When Tate’s tormented sexpot (based on Marilyn Monroe) drones to her unseen, hectoring mother, “Mother, I know I don’t have any talent. And I know all I have is a body and I AM doing my bust exercises.” it’s funny but it’s also sad and even oddly poignant. The behind-the-scenes drama of Valley Of The Dolls forever keep slipping onto the screen and the morbid interplay of reality and the film’s crazed fiction only adds to both the pathos.
So while Tate’s character is deliberately an empty shell, a vacuous, beautiful black hole of a human being sluggishly ambling from one debasement to another there’s something about the nature of Tate’s beauty, and the knowledge that in a few years she would become the most famous victim of the Manson Family, that makes it strangely haunting.
Similarly, Duke gives a performance that is intensely memorable, even iconic, even if it is often memorable for the wrong reasons. In her bid to inhabit the furious ambition, incandescent rage and epic self-destruction of a character based on Judy Garland—who famously dropped out of a supporting role here when she became too drunk and self-destructive to be able to star in a movie about drunk, self-destructive actresses—Duke goes way over the top. Her performance is a gift to camp aficionados, drag queens and lovers of bleary excess. She screams her lines, mugs up a storm and is generally the campiest element of a production that is all camp.
Yet, again, there is a melancholy in knowing that if Duke’s performance is comically hammy, the pain her character experiences is a glossy, glitzy echo of the psychological gauntlet of horrors Duke endured as an exceedingly successful, and characteristically troubled and exploited child star.
That’s the thing about high camp. In its delirious excess, its exquisite badness, its fevered emotions and high-volume, high-style intensity there are sometimes intermittent moments of beauty, of grace, of transcendence. That is certainly true of Valley Of The Dolls, particularly when the perpetually over-heated and over-written dialogue gives way to John Williams’ lush, appropriately Oscar nominated score and Andre and Dory Previn’s songs.
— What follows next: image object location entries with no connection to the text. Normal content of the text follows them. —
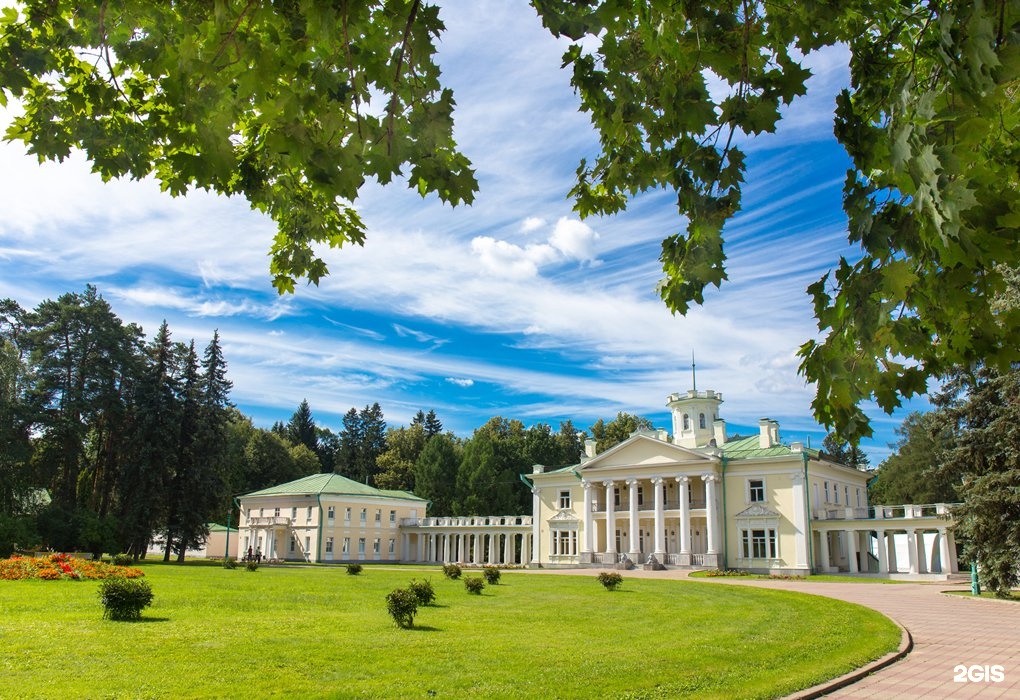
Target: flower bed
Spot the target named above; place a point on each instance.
(61, 566)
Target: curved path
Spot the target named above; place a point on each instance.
(947, 631)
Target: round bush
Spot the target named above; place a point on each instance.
(402, 605)
(423, 591)
(611, 580)
(492, 575)
(124, 598)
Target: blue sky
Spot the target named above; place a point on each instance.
(511, 307)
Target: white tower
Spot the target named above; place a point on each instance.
(696, 418)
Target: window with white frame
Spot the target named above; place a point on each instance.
(758, 543)
(564, 542)
(756, 491)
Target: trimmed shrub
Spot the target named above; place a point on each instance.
(124, 598)
(402, 605)
(611, 580)
(423, 591)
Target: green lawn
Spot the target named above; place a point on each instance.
(291, 632)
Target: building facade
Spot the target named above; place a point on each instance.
(704, 500)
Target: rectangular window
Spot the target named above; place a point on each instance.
(756, 490)
(758, 544)
(564, 542)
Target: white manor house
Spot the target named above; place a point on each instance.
(699, 500)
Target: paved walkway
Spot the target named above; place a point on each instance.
(947, 631)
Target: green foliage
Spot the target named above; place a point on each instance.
(474, 585)
(492, 575)
(124, 598)
(402, 605)
(611, 580)
(422, 591)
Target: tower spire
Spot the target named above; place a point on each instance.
(694, 372)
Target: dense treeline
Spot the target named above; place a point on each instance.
(109, 440)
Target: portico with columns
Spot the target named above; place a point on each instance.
(700, 498)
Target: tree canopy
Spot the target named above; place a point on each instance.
(297, 105)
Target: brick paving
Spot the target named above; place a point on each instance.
(947, 631)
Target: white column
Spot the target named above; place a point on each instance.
(610, 519)
(713, 512)
(823, 551)
(922, 559)
(536, 523)
(588, 544)
(801, 519)
(883, 552)
(912, 550)
(634, 525)
(684, 514)
(890, 539)
(660, 519)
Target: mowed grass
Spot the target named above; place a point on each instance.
(319, 633)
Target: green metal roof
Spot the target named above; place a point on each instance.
(748, 448)
(332, 485)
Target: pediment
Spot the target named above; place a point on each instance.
(758, 510)
(645, 451)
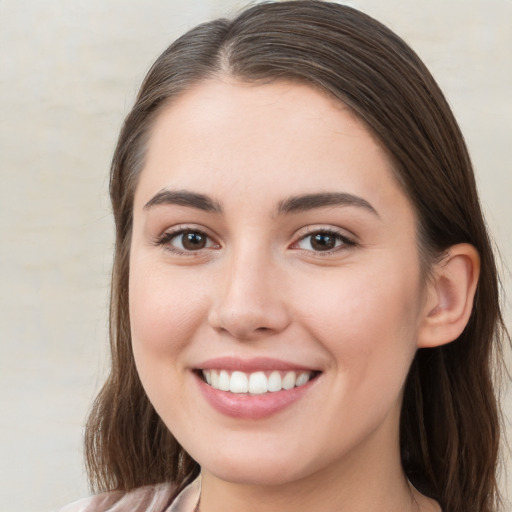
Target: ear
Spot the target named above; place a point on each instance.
(449, 296)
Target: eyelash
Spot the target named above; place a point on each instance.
(166, 238)
(309, 232)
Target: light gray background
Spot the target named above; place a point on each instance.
(68, 74)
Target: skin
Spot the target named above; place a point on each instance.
(260, 288)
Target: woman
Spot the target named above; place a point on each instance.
(305, 308)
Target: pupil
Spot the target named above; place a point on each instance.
(193, 241)
(323, 242)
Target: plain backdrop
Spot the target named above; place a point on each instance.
(69, 71)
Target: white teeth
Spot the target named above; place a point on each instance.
(274, 382)
(302, 378)
(214, 377)
(289, 380)
(239, 383)
(255, 383)
(224, 380)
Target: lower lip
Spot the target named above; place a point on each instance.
(254, 407)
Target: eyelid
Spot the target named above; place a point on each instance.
(341, 234)
(165, 238)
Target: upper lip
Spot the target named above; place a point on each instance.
(251, 365)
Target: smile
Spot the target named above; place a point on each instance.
(255, 383)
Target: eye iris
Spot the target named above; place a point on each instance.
(323, 242)
(193, 241)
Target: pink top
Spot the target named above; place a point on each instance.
(152, 498)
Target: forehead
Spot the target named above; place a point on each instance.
(222, 134)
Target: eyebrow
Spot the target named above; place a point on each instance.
(320, 200)
(294, 204)
(184, 198)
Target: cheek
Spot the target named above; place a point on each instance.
(165, 310)
(368, 319)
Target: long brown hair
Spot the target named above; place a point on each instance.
(450, 420)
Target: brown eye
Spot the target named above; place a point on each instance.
(186, 241)
(323, 241)
(193, 240)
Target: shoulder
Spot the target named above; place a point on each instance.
(151, 498)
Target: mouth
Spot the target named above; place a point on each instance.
(255, 383)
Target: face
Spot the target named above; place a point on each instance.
(275, 284)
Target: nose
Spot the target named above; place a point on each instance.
(250, 302)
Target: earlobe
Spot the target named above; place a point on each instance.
(450, 296)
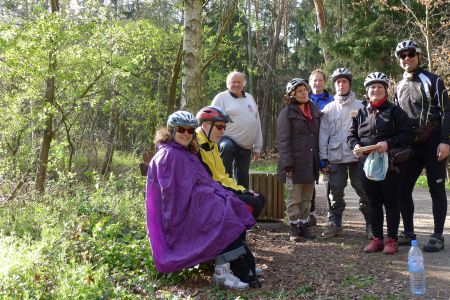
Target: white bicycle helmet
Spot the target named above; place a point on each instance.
(182, 118)
(405, 45)
(376, 77)
(294, 83)
(341, 72)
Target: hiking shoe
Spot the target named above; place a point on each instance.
(312, 221)
(258, 272)
(375, 245)
(435, 244)
(332, 230)
(305, 232)
(294, 234)
(390, 246)
(369, 233)
(224, 276)
(405, 238)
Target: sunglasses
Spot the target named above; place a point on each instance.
(189, 130)
(409, 54)
(220, 127)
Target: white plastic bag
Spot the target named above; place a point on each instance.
(376, 166)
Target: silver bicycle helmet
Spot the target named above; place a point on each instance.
(341, 72)
(182, 118)
(294, 83)
(406, 45)
(376, 77)
(212, 114)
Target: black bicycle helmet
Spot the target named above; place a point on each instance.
(376, 77)
(341, 72)
(406, 45)
(182, 118)
(294, 83)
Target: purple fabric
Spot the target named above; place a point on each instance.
(190, 217)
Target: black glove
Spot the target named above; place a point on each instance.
(289, 169)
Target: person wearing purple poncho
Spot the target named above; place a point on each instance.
(190, 217)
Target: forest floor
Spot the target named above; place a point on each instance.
(335, 268)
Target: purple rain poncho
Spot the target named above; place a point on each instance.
(190, 217)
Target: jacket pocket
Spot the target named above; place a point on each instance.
(335, 152)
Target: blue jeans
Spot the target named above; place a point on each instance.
(236, 160)
(339, 174)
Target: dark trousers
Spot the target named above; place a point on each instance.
(256, 202)
(384, 193)
(236, 160)
(327, 195)
(425, 156)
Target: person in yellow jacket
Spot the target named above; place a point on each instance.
(213, 122)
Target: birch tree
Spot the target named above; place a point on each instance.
(191, 81)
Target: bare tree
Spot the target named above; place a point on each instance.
(49, 99)
(321, 24)
(191, 81)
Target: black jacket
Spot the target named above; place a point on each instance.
(425, 99)
(387, 123)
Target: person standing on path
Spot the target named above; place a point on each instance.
(335, 152)
(422, 95)
(384, 124)
(297, 141)
(243, 136)
(320, 97)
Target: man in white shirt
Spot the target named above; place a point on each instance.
(243, 136)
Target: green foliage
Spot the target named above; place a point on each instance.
(78, 242)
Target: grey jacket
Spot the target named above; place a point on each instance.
(298, 142)
(335, 123)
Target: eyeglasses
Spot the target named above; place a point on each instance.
(409, 54)
(189, 130)
(220, 127)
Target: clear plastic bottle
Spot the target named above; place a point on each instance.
(416, 270)
(289, 182)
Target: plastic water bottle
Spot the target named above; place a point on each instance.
(416, 270)
(289, 182)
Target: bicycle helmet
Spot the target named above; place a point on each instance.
(341, 72)
(406, 45)
(376, 77)
(212, 114)
(182, 118)
(294, 83)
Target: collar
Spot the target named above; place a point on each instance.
(205, 144)
(235, 96)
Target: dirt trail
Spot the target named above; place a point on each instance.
(335, 268)
(338, 267)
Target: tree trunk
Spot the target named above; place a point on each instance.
(318, 4)
(111, 142)
(191, 83)
(49, 100)
(268, 76)
(427, 36)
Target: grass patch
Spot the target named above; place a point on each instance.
(357, 281)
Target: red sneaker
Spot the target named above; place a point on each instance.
(390, 246)
(375, 245)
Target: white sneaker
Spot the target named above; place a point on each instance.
(258, 272)
(224, 276)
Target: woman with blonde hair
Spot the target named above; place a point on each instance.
(191, 218)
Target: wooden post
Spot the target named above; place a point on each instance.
(267, 184)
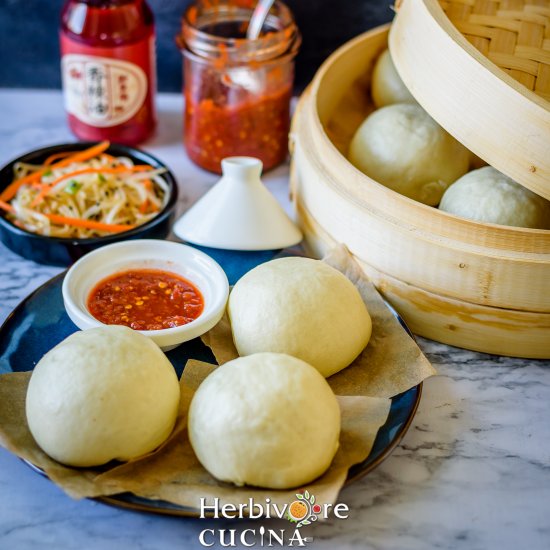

So the question remains, I suppose, as to whether or not Valley Of The Dolls qualifies as a “good” movie or not. I would argue that that’s the wrong question. Valley Of The Dolls exists in a world beyond good and bad, beyond taste, beyond restraint. Even before a pair of brilliant outsiders took this craziness even further, Valley Of The Dolls was already beyond. It may not be my particular happening (I’m more of an Ebert and Meyers man myself) but Valley Of The Dolls still kind of freaks me out, and if that’s not the highest praise you can give a movie, in this case it’s the most appropriate.